French lawmakers on Monday approved a new tax on digital giants such as Facebook and Apple that has angered the United States, with Finance Minister Bruno Le Maire boasting that France was proud to be in the vanguard of such a move.
The United States has urged its NATO ally to drop the plan, with US Secretary of State Mike Pompeo warning last week that it would hurt both the American firms and the French citizens who use the platforms.
The measure was approved by 55 votes against four in the National Assembly, with five abstentions. It will then be put to vote in the Senate, or upper house, before becoming law.
The legislation, dubbed “Gafa” after Google, Amazon, Facebook and Apple, comes amid rising public outrage at the minimal tax paid by some of the world’s richest firms.
“France is honoured to be leading on such subjects,” Le Maire told parliament before the vote, saying that the draft constituted a “step… towards a fairer and more efficient taxation for the 21st century.”
Responding to the criticism from the United States, Le Maire said France was “determined” to press on with the legislation and would be “sovereign” on fiscal issues.
He said it was “unacceptable” that digital giants could make considerable profits from user data so that the “profits are made in France but the taxes are imposed abroad”.
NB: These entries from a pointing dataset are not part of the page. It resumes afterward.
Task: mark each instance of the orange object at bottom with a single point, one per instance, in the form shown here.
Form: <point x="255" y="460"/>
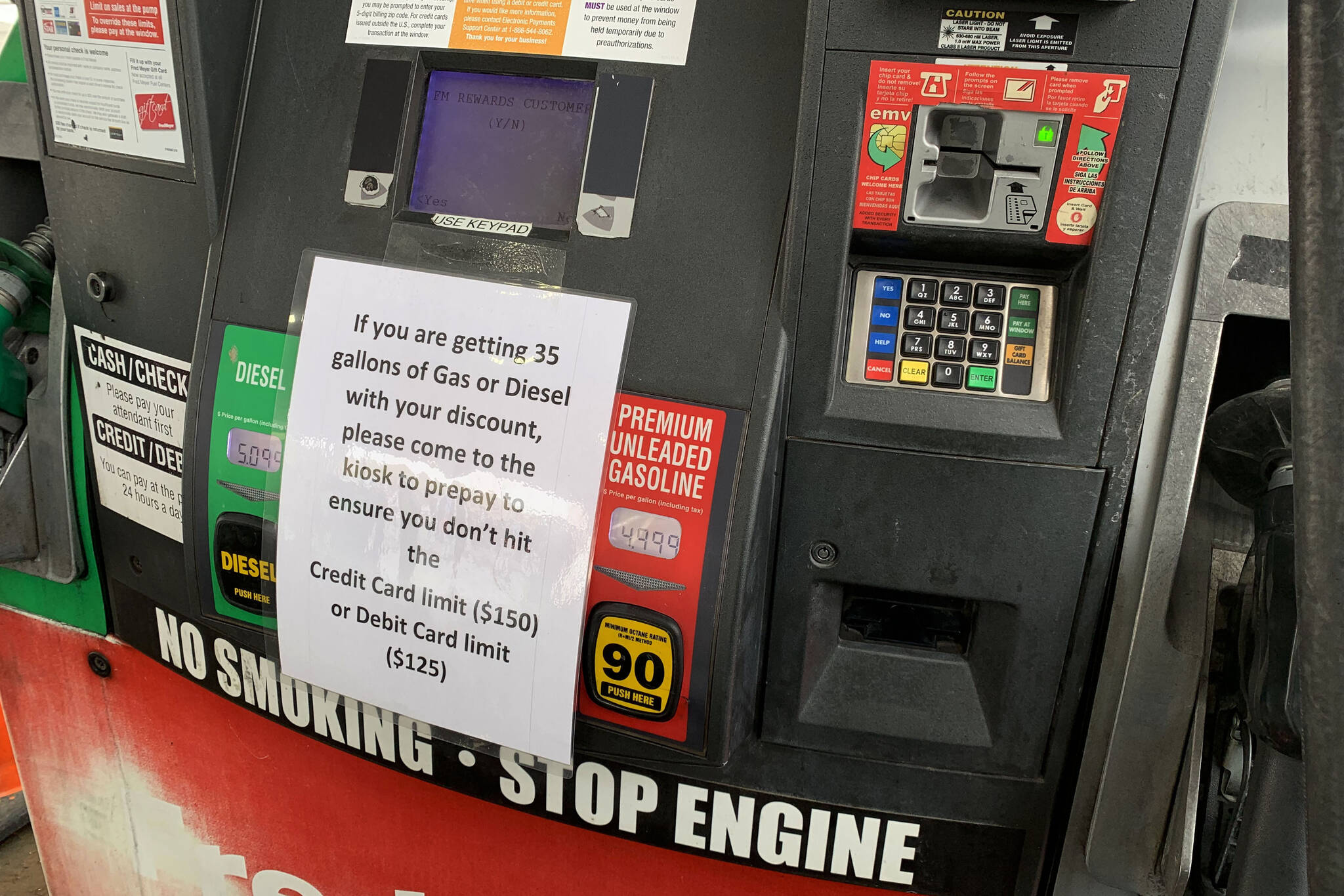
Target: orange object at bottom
<point x="9" y="771"/>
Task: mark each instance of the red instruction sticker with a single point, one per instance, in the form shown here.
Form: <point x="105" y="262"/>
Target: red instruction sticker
<point x="125" y="20"/>
<point x="155" y="112"/>
<point x="667" y="487"/>
<point x="1093" y="101"/>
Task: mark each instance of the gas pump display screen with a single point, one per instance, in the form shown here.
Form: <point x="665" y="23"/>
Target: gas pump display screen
<point x="501" y="147"/>
<point x="659" y="537"/>
<point x="255" y="451"/>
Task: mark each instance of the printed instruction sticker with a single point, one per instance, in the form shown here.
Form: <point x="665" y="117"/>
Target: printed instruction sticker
<point x="109" y="73"/>
<point x="650" y="31"/>
<point x="136" y="405"/>
<point x="441" y="480"/>
<point x="1093" y="101"/>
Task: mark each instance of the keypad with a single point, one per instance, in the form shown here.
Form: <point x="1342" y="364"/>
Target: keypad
<point x="954" y="335"/>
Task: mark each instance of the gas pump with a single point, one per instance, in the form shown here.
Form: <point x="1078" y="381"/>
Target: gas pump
<point x="900" y="270"/>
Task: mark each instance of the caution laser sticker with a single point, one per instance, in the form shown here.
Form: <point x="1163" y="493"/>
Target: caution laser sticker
<point x="1089" y="106"/>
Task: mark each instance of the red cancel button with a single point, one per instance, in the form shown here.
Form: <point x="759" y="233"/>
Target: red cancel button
<point x="155" y="112"/>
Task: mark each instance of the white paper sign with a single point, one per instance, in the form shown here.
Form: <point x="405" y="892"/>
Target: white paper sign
<point x="109" y="73"/>
<point x="437" y="508"/>
<point x="136" y="406"/>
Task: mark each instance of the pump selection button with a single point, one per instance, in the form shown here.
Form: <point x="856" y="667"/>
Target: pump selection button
<point x="948" y="375"/>
<point x="984" y="350"/>
<point x="982" y="379"/>
<point x="918" y="317"/>
<point x="924" y="291"/>
<point x="952" y="320"/>
<point x="988" y="324"/>
<point x="1024" y="298"/>
<point x="886" y="289"/>
<point x="952" y="348"/>
<point x="1022" y="327"/>
<point x="955" y="293"/>
<point x="991" y="296"/>
<point x="915" y="346"/>
<point x="878" y="370"/>
<point x="886" y="316"/>
<point x="914" y="373"/>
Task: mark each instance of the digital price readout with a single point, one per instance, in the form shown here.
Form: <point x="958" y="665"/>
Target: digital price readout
<point x="255" y="451"/>
<point x="642" y="533"/>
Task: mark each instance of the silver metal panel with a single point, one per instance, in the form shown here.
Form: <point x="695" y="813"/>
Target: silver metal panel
<point x="18" y="123"/>
<point x="1245" y="157"/>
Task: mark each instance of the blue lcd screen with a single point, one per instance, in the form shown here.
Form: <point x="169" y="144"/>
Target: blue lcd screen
<point x="501" y="147"/>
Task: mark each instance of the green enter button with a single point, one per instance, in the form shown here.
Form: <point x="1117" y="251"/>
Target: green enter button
<point x="982" y="379"/>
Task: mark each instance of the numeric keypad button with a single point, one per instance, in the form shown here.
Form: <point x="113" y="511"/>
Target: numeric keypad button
<point x="950" y="348"/>
<point x="922" y="291"/>
<point x="956" y="293"/>
<point x="915" y="346"/>
<point x="918" y="317"/>
<point x="954" y="320"/>
<point x="948" y="375"/>
<point x="988" y="324"/>
<point x="994" y="296"/>
<point x="984" y="351"/>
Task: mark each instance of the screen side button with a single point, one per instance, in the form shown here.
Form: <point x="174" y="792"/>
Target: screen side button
<point x="886" y="289"/>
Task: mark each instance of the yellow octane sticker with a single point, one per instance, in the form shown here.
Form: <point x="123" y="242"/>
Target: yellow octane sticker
<point x="633" y="665"/>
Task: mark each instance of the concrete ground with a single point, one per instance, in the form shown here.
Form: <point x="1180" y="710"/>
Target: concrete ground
<point x="20" y="871"/>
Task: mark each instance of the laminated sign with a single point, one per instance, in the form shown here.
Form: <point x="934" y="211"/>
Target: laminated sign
<point x="1090" y="102"/>
<point x="109" y="74"/>
<point x="442" y="464"/>
<point x="655" y="31"/>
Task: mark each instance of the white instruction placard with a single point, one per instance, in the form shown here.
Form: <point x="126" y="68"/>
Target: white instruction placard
<point x="437" y="508"/>
<point x="109" y="73"/>
<point x="136" y="407"/>
<point x="631" y="30"/>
Last month, France unveiled the draft legislation to set a three percent tax on digital advertising, the sale of personal data and other revenue for any technology company that earns more than 750 million euros ($840 million) worldwide each year.
France is seeking to agree the legislation on a national level after a European Union-wide effort was scuttled by low-tax countries such as Ireland, which have wooed big technology firms.
But Le Maire insisted that a “good solution in the long term will be a multilateral solution,” vowing not to let up in efforts for an agreement within the Organisation for Economic Cooperation and Development (OECD).